A SCARBOROUGH pleasure boat left its mark on the sands of the South Bay after recent maintenance work.
The Regal Lady, which played her part in the 1940 evacuation of 300,000 British troops from Dunkirk, was beached so that it could be repainted.
Workers had a four-hour window to restore her traditional white livery before the tide returned and refloated the vessel.
And bemused visitors were left wondering what had created the strange boat-shaped pool in the sands once the boat went back to ferrying passengers up and down the East Coast.
Tom Machin, the boat’s owner, said she was important to Scarborough. He said: “We have to paint it up every six weeks.”
He added the vessel was beached and painting could begin after about two and a half hours. “Then we had about four hours to get it done. We were dodging rain showers. She is fine, back to normal, and the Coronia will be back to normal after some final checks.”

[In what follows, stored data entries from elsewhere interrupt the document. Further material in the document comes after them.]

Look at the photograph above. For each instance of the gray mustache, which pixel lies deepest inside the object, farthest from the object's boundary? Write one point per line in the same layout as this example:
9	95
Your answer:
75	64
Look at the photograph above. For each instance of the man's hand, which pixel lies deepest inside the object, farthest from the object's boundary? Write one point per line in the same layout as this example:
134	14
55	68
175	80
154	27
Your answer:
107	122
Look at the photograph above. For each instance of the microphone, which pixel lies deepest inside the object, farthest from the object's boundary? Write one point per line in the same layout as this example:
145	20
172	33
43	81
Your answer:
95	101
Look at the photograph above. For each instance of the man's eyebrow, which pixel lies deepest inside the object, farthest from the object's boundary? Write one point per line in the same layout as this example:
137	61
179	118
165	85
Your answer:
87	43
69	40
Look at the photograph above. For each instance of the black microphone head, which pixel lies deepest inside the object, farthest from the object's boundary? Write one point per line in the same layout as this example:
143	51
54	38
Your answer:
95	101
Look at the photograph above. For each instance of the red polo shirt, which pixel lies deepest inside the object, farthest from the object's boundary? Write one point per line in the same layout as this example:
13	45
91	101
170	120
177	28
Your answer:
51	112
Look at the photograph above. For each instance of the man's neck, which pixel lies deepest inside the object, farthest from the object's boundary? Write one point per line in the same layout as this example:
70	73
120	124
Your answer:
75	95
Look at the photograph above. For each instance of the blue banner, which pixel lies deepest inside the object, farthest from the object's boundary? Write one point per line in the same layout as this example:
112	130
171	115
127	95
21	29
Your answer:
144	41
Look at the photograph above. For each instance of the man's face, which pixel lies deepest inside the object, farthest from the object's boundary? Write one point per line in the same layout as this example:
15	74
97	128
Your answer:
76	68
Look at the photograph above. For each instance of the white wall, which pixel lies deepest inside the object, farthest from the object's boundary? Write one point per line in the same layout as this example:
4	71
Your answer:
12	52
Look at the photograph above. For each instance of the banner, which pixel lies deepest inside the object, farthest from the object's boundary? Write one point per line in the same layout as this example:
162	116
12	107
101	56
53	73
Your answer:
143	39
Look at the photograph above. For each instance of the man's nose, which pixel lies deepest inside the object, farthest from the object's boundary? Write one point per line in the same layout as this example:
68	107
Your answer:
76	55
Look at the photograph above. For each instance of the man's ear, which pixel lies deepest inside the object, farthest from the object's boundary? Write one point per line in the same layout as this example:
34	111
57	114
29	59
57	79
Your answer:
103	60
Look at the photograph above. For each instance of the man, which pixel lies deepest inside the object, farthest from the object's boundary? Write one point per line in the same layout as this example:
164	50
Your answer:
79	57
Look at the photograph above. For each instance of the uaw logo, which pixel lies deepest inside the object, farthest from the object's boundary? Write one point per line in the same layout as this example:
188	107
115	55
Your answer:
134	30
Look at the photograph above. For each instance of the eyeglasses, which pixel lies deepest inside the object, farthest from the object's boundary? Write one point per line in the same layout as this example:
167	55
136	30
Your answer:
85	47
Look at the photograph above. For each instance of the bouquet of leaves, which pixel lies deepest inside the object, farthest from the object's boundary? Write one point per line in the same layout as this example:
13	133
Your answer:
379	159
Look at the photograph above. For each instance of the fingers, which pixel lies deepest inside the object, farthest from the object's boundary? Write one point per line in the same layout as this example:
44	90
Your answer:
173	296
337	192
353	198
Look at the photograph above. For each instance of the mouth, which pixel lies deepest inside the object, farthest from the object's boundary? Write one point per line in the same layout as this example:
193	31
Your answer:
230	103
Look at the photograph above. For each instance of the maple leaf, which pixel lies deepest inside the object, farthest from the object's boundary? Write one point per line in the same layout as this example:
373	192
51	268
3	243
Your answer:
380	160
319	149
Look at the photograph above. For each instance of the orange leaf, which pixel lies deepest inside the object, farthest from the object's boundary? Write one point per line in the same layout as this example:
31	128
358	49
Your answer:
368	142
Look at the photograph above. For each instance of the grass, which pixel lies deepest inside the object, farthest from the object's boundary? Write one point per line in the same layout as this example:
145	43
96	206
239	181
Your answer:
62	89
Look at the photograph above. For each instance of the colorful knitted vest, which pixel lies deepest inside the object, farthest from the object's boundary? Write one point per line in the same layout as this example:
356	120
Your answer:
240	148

The 75-ton vessel takes passengers on pleasure trips along the East Coast and was built in 1930 as the Oulton Belle by Fellows and Co of Great Yarmouth.
The steamer was bought in 1954 by Scarborough Cruises Ltd, which had its steam engine replaced by a dieselengine.
During the 1950s she worked out of Scarborough, alongside the original Coronia, before returning to Norfolk for a 14-year period until she was laid up.
In 1987 she returned to Scarborough, after being bought by North Sea Leisure, where she was given a refit and began providing sea cruises to passengers for the first time in 17 years.
From The Scarborough Evening News on Friday, July 20, 2007.